Promise Seen in Czech Republic's Václav Klaus
March 18, 2003
The election of Václav Klaus to the presidency of the Czech Republic augurs well for his country, Europe and the United States. Political observers note that he is a friend of freedom, with a life-long devotion to democracy and free-market economics.
Klaus, as a former prime minister of his country, led the longest-lived post-Soviet reform government and presided over the peaceful separation of Czechoslovakia.
A student of the writings of Milton Friedman and F.A. Hayek, he ushered in a period of strong economic growth after dismantling his country's massive government structure and initiating reforms that even had the backing of Social Democrats.

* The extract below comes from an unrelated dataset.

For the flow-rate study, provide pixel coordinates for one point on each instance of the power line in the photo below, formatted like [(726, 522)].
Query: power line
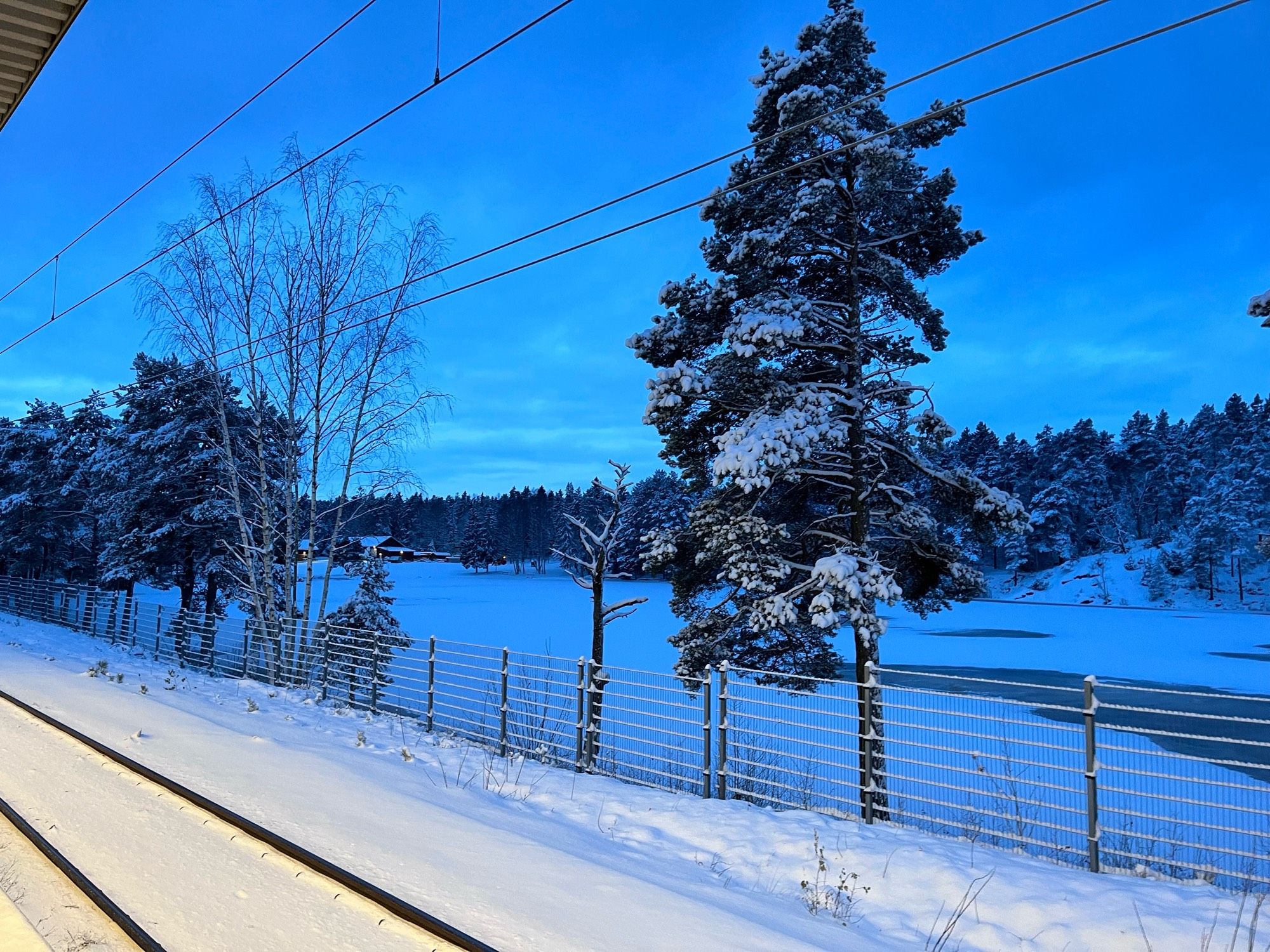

- In 1989, only 3 percent of Czech gross domestic product was in the private sector, but under Klaus, the country quickly outstripped its neighbors.
- Czech GDP doubled and per capita income is among the highest in Central Europe.
- Under his leadership, his country paid off its International Monetary Fund loan two years ahead of schedule and earned an "A" rating from Standard & Poor's.
- The country now has one of the highest per capita income figures in Central Europe, and attracts $5 billion annually in foreign investment.
- Among former Soviet satellites, the country is the only one where communists have not returned to power.
Klaus identifies accession to the European Union as his foremost priority and he recognizes the potential for a Europe-wide free trade area. Significantly, he is a backer of U.S. efforts to disarm Saddam Hussein.